Según datos de la Federación Internacional de Tenis (ITF), el 80% de los tenistas profesionales provienen de solo 10 países, todos desarrollados. La tierra batida, superficie de Roland Garros, es particularmente costosa de mantener y entrenar. Mientras que en Alemania o Francia existen decenas de clubes con pistas de tierra batida, en España, fuera de los centros urbanos, el acceso es limitado. Jódar, formado en la periferia madrileña, tuvo que emigrar para competir al más alto nivel. Este fenómeno no es aislado: jugadores de Kenia o Bolivia rara vez llegan al cuadro principal por falta de apoyo estatal.

Geopolítica del tenis: cómo la ubicación define el éxito en Roland Garros

El factor climático y la geografía del éxito

El clima también juega un papel determinante. Los tenistas de países mediterráneos, como España, tienen ventaja en tierra batida gracias a temporadas de entrenamiento al aire libre más largas. Sin embargo, el cambio climático está alterando los calendarios y las condiciones.

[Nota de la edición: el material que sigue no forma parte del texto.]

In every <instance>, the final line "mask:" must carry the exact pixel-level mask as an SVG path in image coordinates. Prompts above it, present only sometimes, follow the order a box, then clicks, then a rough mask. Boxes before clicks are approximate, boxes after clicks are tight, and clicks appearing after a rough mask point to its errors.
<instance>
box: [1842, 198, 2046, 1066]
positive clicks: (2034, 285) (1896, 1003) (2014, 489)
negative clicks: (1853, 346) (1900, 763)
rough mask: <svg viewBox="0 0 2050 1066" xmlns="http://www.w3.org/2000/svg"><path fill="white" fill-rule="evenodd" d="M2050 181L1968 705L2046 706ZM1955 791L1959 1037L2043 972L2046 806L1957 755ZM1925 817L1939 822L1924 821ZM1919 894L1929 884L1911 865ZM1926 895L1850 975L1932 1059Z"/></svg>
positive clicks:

En 2024, Roland Garros sufrió lluvias intensas que retrasaron partidos, perjudicando a jugadores con menos experiencia en superficies mojadas. Zverev, acostumbrado a pistas cubiertas en Alemania, supo adaptarse, mientras que Jódar, con menos rodaje en condiciones adversas, perdió ritmo.

La economía política de los torneos

Los Grand Slams son negocios multimillonarios. Roland Garros genera más de 300 millones de euros anuales, pero solo una fracción se redistribuye a las bases. Los países organizadores imponen visados y tasas que dificultan la participación de tenistas de naciones empobrecidas. Por ejemplo, un jugador de Senegal debe gastar el equivalente a su salario anual solo para viajar a París. La ITF y la ATP han creado programas de ayuda, pero son insuficientes. La victoria de Zverev, respaldado por patrocinadores como Adidas y Rolex, contrasta con la precariedad de Jódar, cuyo equipo apenas cubre gastos.

Hacia un tenis más equitativo

Para romper el ciclo de dependencia geográfica, se necesitan políticas globales: cuotas para tenistas de países subrepresentados, fondos solidarios obligatorios de los torneos y mayor inversión en academias regionales. Iniciativas como la 'ITF World Tennis Tour' han mejorado el acceso, pero siguen siendo insuficientes. Mientras no se aborden las desigualdades estructurales, el tenis seguirá siendo un deporte de élite donde el lugar de nacimiento determina el destino.

La derrota de Jódar no es una tragedia personal, sino un síntoma de un sistema que necesita transformación. La verdadera victoria sería un tenis donde el talento, y no el pasaporte, decida quién levanta la copa.